The ROBIN-Cloud project aims to create software modules and services for robots in a digital interconnected society, enabling companies to develop complex, intelligent and performing products and services for these users as well as the society as a whole. Such robot systems are based on sensors, which retrieve and analyze data, respectively extract higher level information, based on which rule systems are built. These data processing systems (often large, or generated in high-speed feeds – e.g., a camera mounted on a stand-alone machine captures several frames per second) require increased processing and storage capabilities, which is why many companies prefer to use, where possible, a Cloud support environment. In this way, the Data is captured by the sensors, transferred through various communications technologies (wired or wireless) to the Cloud environment, where data processing and retrieval is carried out, which is then transmitted back to smart decision-making mechanisms. More and more Cloud Robotics is spoken, and intensive processing, including powerful learning algorithms, required for complex robot tasks can be performed in Cloud. Robot systems need guarantees on the response time of the result, in which case the time for data transfer in the Cloud begins to count. This is one of the arguments behind the Edge Computing model, where processing and analysis mechanisms are brought as close as possible to the data collected. In the project, this means creating Cloud extensions to its edge, so close to the sensors we can imagine the positioning of processing boards or set-top boxes that take over from processing (processing those critical data), respectively the extension to Cloud less critical data processing, long-term predictions).
The purpose of the ROBIN-CLOUD project is to create a support platform for collecting data that are collected through the sensors of robot support systems (e.g. IoT), offering processing and learning mechanisms combining Cloud models with devices that are close to the collection source, offering support libraries for intelligent / semantic data processing, and ultimately the development of Web services centered on economic agents interested in the use of the stored data on the platform.
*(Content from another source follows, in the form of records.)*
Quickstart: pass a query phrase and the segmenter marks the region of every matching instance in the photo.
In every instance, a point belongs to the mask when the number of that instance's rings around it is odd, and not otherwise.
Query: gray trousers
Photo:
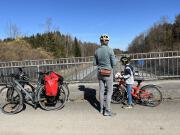
[[[113,72],[109,77],[101,76],[98,74],[99,80],[99,101],[100,109],[105,107],[106,111],[111,111],[111,96],[113,93]],[[107,97],[104,100],[105,86],[107,87]]]

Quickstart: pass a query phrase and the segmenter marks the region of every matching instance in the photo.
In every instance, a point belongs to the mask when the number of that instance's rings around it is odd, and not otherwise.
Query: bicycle
[[[10,77],[11,83],[6,82],[6,86],[0,90],[0,107],[3,113],[18,113],[23,109],[24,103],[30,101],[35,109],[37,105],[47,111],[64,107],[69,96],[65,93],[65,91],[69,91],[67,83],[59,82],[57,96],[46,96],[42,76],[46,75],[47,72],[39,72],[38,74],[37,86],[31,84],[35,82],[25,75],[21,75],[21,77],[19,75],[4,76]]]
[[[143,79],[137,79],[135,81],[137,82],[137,85],[132,87],[131,92],[133,103],[155,107],[162,102],[162,93],[158,86],[154,84],[141,86],[141,83],[144,81]],[[111,102],[120,104],[125,103],[125,101],[127,101],[125,80],[118,78],[118,84],[113,85],[113,95]]]

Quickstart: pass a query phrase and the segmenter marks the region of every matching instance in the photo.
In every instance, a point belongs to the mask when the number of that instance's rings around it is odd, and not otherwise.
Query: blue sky
[[[0,38],[8,36],[8,23],[16,24],[22,35],[32,35],[44,32],[51,18],[52,29],[98,44],[107,33],[112,48],[125,50],[163,16],[173,22],[177,14],[180,0],[2,0]]]

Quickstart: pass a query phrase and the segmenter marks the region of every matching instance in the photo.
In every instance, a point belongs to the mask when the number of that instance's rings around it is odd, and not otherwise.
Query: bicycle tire
[[[113,94],[111,97],[111,103],[120,104],[125,101],[126,90],[123,86],[115,84],[113,85]]]
[[[23,108],[20,90],[13,86],[5,86],[0,90],[0,107],[5,114],[16,114]]]
[[[69,101],[70,91],[67,83],[63,83],[62,85],[64,92],[66,94],[66,101]]]
[[[37,93],[37,100],[42,109],[46,111],[59,110],[64,107],[66,102],[66,93],[64,87],[58,88],[58,94],[55,97],[49,97],[45,94],[45,87],[42,86]]]
[[[141,104],[156,107],[162,102],[162,93],[156,85],[145,85],[139,93]]]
The specific objectives of the project are:
- Designing and building a support platform for the collection and the systematization of the captured data from IoT systems and robots, over the ARM IoT-A architecture.
- Designing and implementing of distributed processing and learning mechanisms based on sensor data, Cloud / Edge Computing Hybrid Technology (Complex Event Processing and Context Broker components).
- Developing a library of semantic data processing algorithms on Cloud platforms.
- Designing and implementing techniques, methods and algorithms for the search and the retrieve of knowledge from the Data Warehouse at ROBIN-Cloud platform.
- Cloud development of machine learning support tools (deep-learning, deep-learning, support vector machines, etc.) specific for processing natural language, autonomous machines and collaborating robots in the social environment.
- Intelligent and adaptive planning by creating a set of algorithms for: Cloud processing, SLAM pairing, Autonomous machine route planning, Natural language analysis, etc.
- Designing, developing and testing of web tools and services for businesses.
Originality and innovation:
The originality of the ROBIN-Cloud solution is the extension of the main Cloud functionalities through a new and general concept of micro-services interoperable with FIWARE, IoT-A, and others, providing support for the collection, storage, processing and retrieval of knowledge / learning, for the projects defined within the ROBIN project. We think that, it is a new and ambitious approach given the character of generality assumed, the modeling being supported by interoperability, the technologies envisaged being modularly implemented to allow adaptation to new working scenarios and easy migration into new applications. Another original aspect of the proposed research is the use of the Cloud-Edge to allow robots to access Cloud behaviors and abilities (from a behavioral library to SLAM) and to share detailed environmental maps, knowledge, interactions, smart planning and machine learning processing that was hard to achieve in local memory with the local processing capabilities of the robots.